Три года назад, когда Наполеон был в сиянии славы и могущества, Вадон все же не забывал 18 брюмера и того, что Наполеон надругался над республикой, лишил французский народ свободы и гражданства.
— Я не был склонен, подобно парижским зевакам, глазеть на торжества и парады, — рассказывал Вадон, — однако мне случилось видеть триумф Наполеона после итальянского похода, в ту пору, когда народ видел в нем генерала республики, а не узурпатора. Он разгромил гордую австрийскую империю, защитил Францию, терпевшую неудачи на Рейке; итальянский поход спас нас от вторжения врага… Но мне довелось видеть его и 18 декабря 1813 года, когда несчастный русский поход был позади. Он посетил сенат и возвращался во дворец. Хотя тот день был ненастный, тысячи зевак собрались на террасе Тюильрийского дворца… Показалась торжественная процессия. Сначала эскорт императорской гвардии в красных мундирах и медвежьих шапках… Шел дождь, вся картина выглядела весьма жалкой, мой друг… Он сидел один в раззолоченной карете, перья его шляпы намокли от дождя, так же как и горностаевая мантия… Лицо его показалось мне обрюзгшим, совсем не таким, как на портретах. Но что было самое важное — ни одного приветствия не слышалось из толпы. Люди с равнодушным любопытством глазели на ливреи лакеев, стоявших на запятках, на императрицу в мокрой малиновой мантии — она ехала во второй карете… Лил дождь, гремели барабаны, и Наполеон тоже равнодушно глядел на толпу, собравшуюся на террасе Тюильри, на людей, дрожавших от холода и сырости. Это походило на похороны, мой добрый друг, и в самом деле это было началом конца… Не прошло четырех месяцев — и неприятель у ворот Парижа…

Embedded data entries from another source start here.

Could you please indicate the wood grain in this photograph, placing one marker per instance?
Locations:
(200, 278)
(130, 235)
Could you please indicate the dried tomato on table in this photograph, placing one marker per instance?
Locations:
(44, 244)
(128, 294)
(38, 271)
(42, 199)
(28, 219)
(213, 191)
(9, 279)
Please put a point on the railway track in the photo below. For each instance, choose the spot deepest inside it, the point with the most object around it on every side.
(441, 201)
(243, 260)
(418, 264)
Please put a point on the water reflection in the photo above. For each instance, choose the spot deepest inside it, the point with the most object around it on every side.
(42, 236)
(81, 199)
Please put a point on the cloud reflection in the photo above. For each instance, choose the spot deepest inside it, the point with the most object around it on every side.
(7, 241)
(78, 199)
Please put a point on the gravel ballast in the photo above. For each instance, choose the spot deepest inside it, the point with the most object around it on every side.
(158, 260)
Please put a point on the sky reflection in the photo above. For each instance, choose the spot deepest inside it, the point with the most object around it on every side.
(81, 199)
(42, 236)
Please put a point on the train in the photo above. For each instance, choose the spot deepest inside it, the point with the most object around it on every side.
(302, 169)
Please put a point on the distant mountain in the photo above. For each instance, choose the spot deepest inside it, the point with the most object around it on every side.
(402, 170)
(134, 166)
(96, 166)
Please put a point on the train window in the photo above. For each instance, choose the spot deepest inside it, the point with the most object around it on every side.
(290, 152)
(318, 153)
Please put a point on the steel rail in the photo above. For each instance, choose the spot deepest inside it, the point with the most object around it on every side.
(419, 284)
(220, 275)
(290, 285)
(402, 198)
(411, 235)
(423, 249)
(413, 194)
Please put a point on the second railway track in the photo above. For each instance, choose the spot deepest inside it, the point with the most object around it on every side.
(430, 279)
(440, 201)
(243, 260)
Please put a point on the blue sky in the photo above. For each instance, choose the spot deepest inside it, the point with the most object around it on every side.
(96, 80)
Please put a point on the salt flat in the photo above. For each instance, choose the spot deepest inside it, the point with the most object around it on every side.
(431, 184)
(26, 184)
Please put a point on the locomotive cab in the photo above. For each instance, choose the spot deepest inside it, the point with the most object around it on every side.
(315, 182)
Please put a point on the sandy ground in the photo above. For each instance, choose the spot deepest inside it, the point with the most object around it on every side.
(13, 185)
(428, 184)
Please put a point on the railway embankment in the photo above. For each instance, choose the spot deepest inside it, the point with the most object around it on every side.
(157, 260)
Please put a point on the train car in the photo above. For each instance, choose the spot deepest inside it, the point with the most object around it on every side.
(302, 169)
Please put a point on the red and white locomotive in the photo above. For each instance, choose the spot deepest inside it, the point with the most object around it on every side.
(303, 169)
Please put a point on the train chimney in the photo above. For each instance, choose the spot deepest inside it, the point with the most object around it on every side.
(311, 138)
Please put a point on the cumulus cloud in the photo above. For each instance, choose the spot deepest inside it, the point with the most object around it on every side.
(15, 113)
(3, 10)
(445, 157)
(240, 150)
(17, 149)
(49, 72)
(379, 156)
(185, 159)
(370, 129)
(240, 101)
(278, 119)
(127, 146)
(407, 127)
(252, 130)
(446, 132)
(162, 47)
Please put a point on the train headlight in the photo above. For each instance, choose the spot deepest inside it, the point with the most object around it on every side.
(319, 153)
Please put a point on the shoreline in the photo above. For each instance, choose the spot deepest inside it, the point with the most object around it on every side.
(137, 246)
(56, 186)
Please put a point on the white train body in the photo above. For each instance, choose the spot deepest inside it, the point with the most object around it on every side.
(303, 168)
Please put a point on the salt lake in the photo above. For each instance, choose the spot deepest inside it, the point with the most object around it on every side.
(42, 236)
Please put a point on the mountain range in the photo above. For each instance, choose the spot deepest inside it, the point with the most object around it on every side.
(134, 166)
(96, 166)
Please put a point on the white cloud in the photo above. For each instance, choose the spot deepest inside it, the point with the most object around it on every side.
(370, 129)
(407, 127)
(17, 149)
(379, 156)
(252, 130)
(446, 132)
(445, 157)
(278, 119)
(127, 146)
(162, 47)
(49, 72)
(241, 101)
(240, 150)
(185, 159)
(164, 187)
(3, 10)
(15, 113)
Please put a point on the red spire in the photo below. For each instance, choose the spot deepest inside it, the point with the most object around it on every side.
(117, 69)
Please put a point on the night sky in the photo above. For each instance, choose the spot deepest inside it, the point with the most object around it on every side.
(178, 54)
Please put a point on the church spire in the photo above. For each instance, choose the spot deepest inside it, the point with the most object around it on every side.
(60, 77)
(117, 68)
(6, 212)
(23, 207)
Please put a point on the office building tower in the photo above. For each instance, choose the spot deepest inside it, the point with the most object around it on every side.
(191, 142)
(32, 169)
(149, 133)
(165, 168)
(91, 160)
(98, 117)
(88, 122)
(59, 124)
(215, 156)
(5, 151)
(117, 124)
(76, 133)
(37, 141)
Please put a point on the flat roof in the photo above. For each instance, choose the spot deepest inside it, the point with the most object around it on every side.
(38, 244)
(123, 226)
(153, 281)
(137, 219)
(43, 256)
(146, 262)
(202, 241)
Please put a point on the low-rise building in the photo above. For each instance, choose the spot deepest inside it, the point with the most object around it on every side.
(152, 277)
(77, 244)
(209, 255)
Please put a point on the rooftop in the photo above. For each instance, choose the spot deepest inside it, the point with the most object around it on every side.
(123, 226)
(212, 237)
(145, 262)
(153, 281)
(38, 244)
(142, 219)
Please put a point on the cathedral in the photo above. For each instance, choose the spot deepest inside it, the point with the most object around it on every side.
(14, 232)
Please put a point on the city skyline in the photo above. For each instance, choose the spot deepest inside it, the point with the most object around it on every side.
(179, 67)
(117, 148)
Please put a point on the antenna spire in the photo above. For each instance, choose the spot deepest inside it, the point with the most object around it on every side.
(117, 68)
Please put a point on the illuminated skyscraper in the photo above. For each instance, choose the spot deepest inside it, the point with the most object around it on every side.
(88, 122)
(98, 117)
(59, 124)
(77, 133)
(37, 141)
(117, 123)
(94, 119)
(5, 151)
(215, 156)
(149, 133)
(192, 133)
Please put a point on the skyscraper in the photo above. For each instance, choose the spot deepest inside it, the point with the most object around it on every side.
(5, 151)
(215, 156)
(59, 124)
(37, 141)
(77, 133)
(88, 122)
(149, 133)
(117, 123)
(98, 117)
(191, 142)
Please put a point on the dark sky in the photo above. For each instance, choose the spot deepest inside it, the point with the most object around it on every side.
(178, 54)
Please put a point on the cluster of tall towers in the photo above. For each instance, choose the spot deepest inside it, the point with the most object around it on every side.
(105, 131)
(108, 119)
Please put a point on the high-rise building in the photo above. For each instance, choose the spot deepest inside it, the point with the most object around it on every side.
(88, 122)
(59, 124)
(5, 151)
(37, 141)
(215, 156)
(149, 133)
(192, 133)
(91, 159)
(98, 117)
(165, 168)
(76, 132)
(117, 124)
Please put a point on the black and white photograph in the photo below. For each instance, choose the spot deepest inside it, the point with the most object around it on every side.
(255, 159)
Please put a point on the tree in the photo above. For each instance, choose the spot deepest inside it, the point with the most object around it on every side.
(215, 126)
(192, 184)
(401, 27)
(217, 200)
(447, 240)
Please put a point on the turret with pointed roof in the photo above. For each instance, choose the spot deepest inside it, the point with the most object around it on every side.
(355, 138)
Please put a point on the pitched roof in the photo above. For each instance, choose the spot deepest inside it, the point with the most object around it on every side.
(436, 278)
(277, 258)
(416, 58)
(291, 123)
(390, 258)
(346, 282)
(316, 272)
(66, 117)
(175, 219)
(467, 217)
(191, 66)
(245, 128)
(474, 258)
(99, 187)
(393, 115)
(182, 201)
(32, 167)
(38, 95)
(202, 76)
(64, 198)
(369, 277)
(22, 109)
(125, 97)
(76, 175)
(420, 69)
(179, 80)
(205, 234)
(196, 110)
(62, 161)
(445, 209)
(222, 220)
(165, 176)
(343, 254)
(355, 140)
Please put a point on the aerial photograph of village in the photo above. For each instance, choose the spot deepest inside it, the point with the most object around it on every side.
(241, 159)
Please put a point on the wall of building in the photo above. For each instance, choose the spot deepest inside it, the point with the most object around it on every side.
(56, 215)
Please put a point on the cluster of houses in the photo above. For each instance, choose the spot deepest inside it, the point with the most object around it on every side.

— 24 января Наполеон покинул Тюильри. Отправляясь в армию, он указал маршалам и придворным на своего сына и сказал: «Я вверяю вам этого ребенка, надежду Франции»… Слезы умиления, умилительная картина. Но те же люди, которые лили слезы 24 января, — 31 марта махали вам белыми платками. Эти господа пойдут на любое унижение, на любую подлость, чтобы сохранить свои дворцы, драгоценности, экипажи и лошадей. Еще неделю назад, — продолжал Вадон, — Париж почитал себя в полной безопасности. Правительство и сам Наполеон поддерживали эту беспечность в народе. Неприятель был у ворот столицы, а бюллетени главной квартиры твердили о победах. Глаза наши открылись только 28 марта… Я видел ужасные сцены на бульварах. Там, где щеголи и светские львицы привыкли появляться в своих роскошных экипажах, мы увидели множество раненых солдат, толпы несчастных поселян. Оставив свои жилища, они несли на плечах жалкие пожитки. На площади, где мчались придворные кареты, я увидел бедную телегу, — на соломе поместилось целое семейство: мать, грудной ребенок, старик и старуха; на тощем ослике позади ехала крестьянка; пастух гнал частичку спасенного им стада, голодные овцы блеяли и тянулись к соломе, торчащей из телеги… Их окружали парижане. Я видел трогательные примеры великодушия, но видел и бессердечие и корысть. Я не покидал лазарета, устроенного в фойе театра «Водевиль», — не правда ли, странный приют для страждущих? Днем через Париж шли свежие войска, везли снаряды, — это подняло дух парижан; говорили, что опасность не так уж велика. И вот легковерие народа! На площадях появились уличные фигляры, фокусники и забавляли парижан до позднего вечера. Потомки не поверят тому, что двухсоттысячная армия неприятеля стояла в двух милях от Парижа, а парижане узнали об этом только на рассвете 30 марта, в четыре часа утра, когда раздались пушечные выстрелы и барабанщики во всех концах города забили тревогу. Ужас достиг высшей степени. Барабаны призывали национальную гвардию защищать столицу, вооруженные граждане шли к Монмартру, за ними бежали плачущие жены и дети… Как могли мы противостоять завоевателям? Что было у нас? Несколько пушек, у которых встали мальчики из Политехнической школы, пять тысяч линейного войска и пятнадцать тысяч национальных гвардейцев, без офицеров… вооруженные охотничьими ружьями…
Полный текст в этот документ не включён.